Noninvasive glaucoma procedures (NIGPS) represent a new dawn in the management of glaucoma, as they try to fill the gap between the shortcoming of glaucoma surgeries and antiglaucoma medications.1
High-intensity focused ultrasound (HIFU) cyclocoagulation is a NIGPS that was introduced in the 1980s by Coleman et al. to selectively destroy ciliary body tissue and reduce aqueous humour production.2-4
Recently, the development of a new circular cyclocoagulation device, which uses miniaturised transducers to produce HIFU (EyeOP1 EyeTechCare, Rillieux-la-Pape, France), has renewed interest in the technique (see Figure 1).5,6 The procedure can also be defined as ultrasound ciliary plasty (UCP).

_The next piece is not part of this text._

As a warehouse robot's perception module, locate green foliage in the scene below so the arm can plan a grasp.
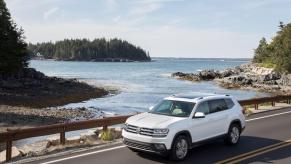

Parameters used are: 21 MHz operating frequency; six activated sectors; 2 to 3 W acoustic power; 8 seconds of the HIFU delivery time for each sector; and three different probe sizes (11-, 12- or 13-mm ring diameters) selected for each eye using preoperative biometric data based on AS-OCT image.7
Clinical trials in humans have shown that the device allowed a significant and predictable IOP reduction with a good local tolerance after one UCP treatment.5-8
In this study we aimed to evaluate success rate, long-term effectiveness and safety of multiple UCPs (up to three times per eye) in patients who experienced a lack of efficacy or incomplete success with prior glaucoma therapies.